English actress and singer

Jane Arden (born 1959) is an English actress and singer known for her performances in Shakespeare roles and musical theatre.

==Life and career==
Born in England, she moved to Hong Kong in 1960, at the age of one, and lived there for 25 years; there she became interested in theatre watching Derek Nimmo's Dinner Theatre. She returned to the UK to train for the theatre at the Theatre Arts School in Sussex. Her first Shakespeare role was Jessica in The Merchant of Venice and then co-founded the British Actors' Theatre Company, a self-directed touring company, playing Bianca in The Taming of the Shrew, Celia in As You Like It. At the Regent's Park Open Air Theatre she played Hermia in A Midsummer Night's Dream and Perdita in The Winter's Tale. She was Hoyden in John Vanbrugh's The Relapse at the Mermaid Theatre. She became an associate director for Actors from the London Stage (AFTLS), a company that tours Shakespeare plays to universities in the US. She played Lady Macbeth, Portia, Celia, Ariel and Juliet for the company. Other Shakespearean roles have been Hermia, Perdita, Maria, Lady Capulet. She has played in theatres throughout the UK in roles which have included several Alan Ayckbourn plays, including Amaretti Angels.

Arden's musical credits in West End productions include Susannah in Someone Like You at the Strand Theatre (1990), Tuptim in The King and I at Sadler's Wells Theatre (1991), Mona Lisa in Leonardo the Musical: A Portrait of Love at the Strand Theatre (1993). Other appearances in musicals included Gypsy and George and Ira Gershwin's Lady Be Good.

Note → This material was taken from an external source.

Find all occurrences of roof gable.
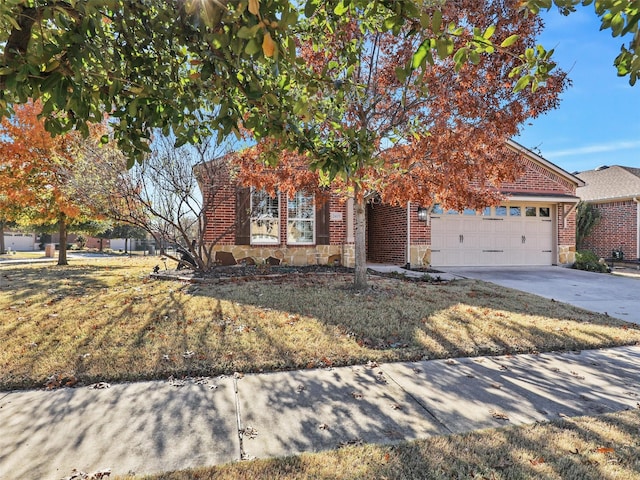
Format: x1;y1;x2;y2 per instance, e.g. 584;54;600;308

For the Royal Shakespeare Company Arden played Cecile in Les Liaisons Dangereuses in the West End and on tour, and chorus in Hecuba at the Noël Coward Theatre (2005), where she appeared in the title role on several occasions when Vanessa Redgrave was indisposed. Tours have included Celia-Phebe-Amiens in As You Like It, Miranda-Ariel in The Tempest, Juliet-Benvolio in Romeo and Juliet, Portia-Solanio in The Merchant of Venice, and Lady Macbeth in Macbeth.

Arden's television credits include Lost Empires with Colin Firth and Laurence Olivier and The Strauss Dynasty, a biography of Johann Strauss, with John Gielgud.

In 2009 Arden started her own theatre company, British Actors' Group, touring dinner theatre and bespoke productions.